The question is as follows
Prove that the integral $$\int_0^1\frac{\log|x-y|}{\sqrt{x(1-x)}} dx$$ is constant for $0<y<1$.
This problem stems out from potential theory, and in fact it is the integral of the Logarithmic Potential over a measure with density $(x(1-x))^{-1/2}$ over $[0,1]$.

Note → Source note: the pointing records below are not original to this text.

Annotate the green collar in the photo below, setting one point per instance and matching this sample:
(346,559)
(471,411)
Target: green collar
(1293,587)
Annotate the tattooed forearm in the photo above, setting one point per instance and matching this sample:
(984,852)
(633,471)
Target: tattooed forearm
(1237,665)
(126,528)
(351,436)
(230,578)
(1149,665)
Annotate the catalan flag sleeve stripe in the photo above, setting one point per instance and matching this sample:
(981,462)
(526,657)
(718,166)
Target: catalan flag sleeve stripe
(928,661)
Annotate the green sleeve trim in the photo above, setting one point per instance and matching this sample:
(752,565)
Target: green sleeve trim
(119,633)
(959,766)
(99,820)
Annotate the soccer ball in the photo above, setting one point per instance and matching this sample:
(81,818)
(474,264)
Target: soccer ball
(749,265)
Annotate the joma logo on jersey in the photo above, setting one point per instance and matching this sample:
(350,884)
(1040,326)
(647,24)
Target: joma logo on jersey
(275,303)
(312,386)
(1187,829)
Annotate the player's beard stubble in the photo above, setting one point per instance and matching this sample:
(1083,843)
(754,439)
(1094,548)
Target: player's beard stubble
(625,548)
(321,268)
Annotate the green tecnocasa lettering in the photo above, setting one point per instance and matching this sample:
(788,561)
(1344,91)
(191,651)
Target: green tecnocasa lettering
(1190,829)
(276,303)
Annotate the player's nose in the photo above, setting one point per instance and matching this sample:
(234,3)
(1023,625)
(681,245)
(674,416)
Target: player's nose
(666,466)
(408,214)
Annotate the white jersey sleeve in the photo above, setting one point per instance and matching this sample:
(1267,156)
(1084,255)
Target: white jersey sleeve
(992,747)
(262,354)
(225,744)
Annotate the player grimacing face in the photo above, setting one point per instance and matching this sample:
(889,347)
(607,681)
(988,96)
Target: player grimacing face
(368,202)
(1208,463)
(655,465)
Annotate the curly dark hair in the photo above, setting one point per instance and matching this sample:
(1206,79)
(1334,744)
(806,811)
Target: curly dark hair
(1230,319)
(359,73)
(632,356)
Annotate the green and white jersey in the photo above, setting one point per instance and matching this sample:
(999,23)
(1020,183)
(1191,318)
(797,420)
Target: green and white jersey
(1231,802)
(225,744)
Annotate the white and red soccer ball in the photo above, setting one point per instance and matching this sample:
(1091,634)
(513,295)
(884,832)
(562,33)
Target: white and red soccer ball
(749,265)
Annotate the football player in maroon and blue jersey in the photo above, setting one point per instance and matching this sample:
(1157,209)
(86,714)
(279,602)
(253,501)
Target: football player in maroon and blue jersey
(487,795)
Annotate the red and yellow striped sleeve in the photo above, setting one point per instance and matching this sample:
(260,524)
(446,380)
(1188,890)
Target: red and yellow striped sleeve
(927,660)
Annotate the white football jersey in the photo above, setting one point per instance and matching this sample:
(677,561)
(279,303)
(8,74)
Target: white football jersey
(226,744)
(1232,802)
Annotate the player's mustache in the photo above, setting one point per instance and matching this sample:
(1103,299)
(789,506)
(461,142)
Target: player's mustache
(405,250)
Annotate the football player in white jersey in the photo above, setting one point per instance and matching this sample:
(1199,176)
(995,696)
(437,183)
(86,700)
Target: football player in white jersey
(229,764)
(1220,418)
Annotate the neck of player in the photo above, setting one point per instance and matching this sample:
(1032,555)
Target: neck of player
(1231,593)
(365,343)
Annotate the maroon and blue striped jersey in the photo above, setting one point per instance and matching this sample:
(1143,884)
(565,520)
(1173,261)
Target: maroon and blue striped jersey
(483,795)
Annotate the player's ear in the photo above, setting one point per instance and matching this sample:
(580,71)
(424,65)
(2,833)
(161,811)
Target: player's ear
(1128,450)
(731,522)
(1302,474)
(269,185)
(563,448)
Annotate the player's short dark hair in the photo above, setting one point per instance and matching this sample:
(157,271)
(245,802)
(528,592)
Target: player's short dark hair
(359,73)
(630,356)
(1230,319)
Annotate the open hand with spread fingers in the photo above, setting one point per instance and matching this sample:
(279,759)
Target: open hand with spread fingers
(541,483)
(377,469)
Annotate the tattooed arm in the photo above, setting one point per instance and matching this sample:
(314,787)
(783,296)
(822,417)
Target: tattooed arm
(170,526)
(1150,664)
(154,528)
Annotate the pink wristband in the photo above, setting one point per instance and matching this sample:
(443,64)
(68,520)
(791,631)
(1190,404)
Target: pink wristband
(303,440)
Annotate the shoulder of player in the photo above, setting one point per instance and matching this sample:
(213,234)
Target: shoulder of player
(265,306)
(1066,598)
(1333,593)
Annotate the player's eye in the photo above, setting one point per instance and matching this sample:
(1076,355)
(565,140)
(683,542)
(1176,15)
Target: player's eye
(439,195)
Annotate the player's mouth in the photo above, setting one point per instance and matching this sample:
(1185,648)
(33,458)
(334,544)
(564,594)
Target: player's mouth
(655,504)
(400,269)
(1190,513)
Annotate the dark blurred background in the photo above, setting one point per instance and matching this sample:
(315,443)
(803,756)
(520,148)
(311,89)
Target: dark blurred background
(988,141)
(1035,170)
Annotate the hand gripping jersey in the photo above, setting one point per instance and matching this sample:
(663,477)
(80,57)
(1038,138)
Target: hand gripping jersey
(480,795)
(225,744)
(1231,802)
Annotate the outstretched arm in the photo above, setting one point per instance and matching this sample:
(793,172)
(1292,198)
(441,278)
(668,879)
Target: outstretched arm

This is one of the cases where changing derivative and integrals don't sum up to anything useful.
General substitutions seem to fail, or to transform the integral in a more orrible computation.
$$\int_{0}^{y}\frac{\log(y-x)}{\sqrt{x(1-x)}}\,dx +\int_{y}^{1}\frac{\log(x-y)}{\sqrt{x(1-x)}}\,dx = \int_{0}^{y}\frac{\log(y-x)}{\sqrt{x(1-x)}}\,dx +\int_{0}^{1-y}\frac{\log(1-y-x)}{\sqrt{x(1-x)}}\,dx$$ and for any $a\in(0,1)$ we have $$\begin{eqnarray*} g(a)=\int_{0}^{a}\frac{\log(a-x)}{\sqrt{x(1-x)}}&=&\sqrt{a}\int_{0}^{1}\frac{\log(a)+\log(1-z)}{\sqrt{z(1-az)}}\,dz\\&=&2\log(a)\arcsin(\sqrt{a})+\int_{0}^{1}\frac{\log(z)\,dz}{\sqrt{(1-z)(\frac{1-a}{a}+z)}}.\end{eqnarray*}$$ By defining, for any $b>0$, $h(b)=\int_{0}^{1}\frac{\log(z)\,dz}{\sqrt{(1-z)(b+z)}}$, we have $$ h(b) = \int_{0}^{1}\frac{\log(1-z)\,dz}{\sqrt{z(1+b-z)}}= 2\int_{0}^{1}\frac{\log(1-u^2)\,du}{\sqrt{1+b-u^2}}=2\int_{0}^{\arcsin\frac{1}{\sqrt{b+1}}}\log\left(1-(b+1)\sin^2\theta\right)\,d\theta $$ hence $$\begin{eqnarray*} g(a)&=&2\log(a)\arcsin(\sqrt{a})+2\int_{0}^{\arcsin\sqrt{a}}\log\left(1-\frac{\sin^2\theta}{a}\right)\,d\theta\\&=&2\int_{0}^{\arcsin\sqrt{a}}\log(a-\sin^2\theta)\,d\theta\\&=&2\int_{\arcsin\sqrt{1-a}}^{\pi/2}\log(a-\cos^2\theta)\,d\theta\\&=&2\int_{\arcsin\sqrt{1-a}}^{\pi/2}\log(\sin^2\theta-(1-a))\,d\theta\\g(1-a)&=&2\int_{\arcsin\sqrt{a}}^{\pi/2}\log\left(\sin^2\theta-a\right)\,d\theta \end{eqnarray*}$$ $$ g(a)+g(1-a)=2\int_{0}^{\pi/2}\log\left|a-\sin^2\theta\right|\,d\theta=\int_{0}^{\pi}\log\left|a-\frac{1+\cos \theta}{2}\right|\,d\theta $$ and the RHS is constant (hence equal to $-2\pi\log 2$) by the mean value property of harmonic functions.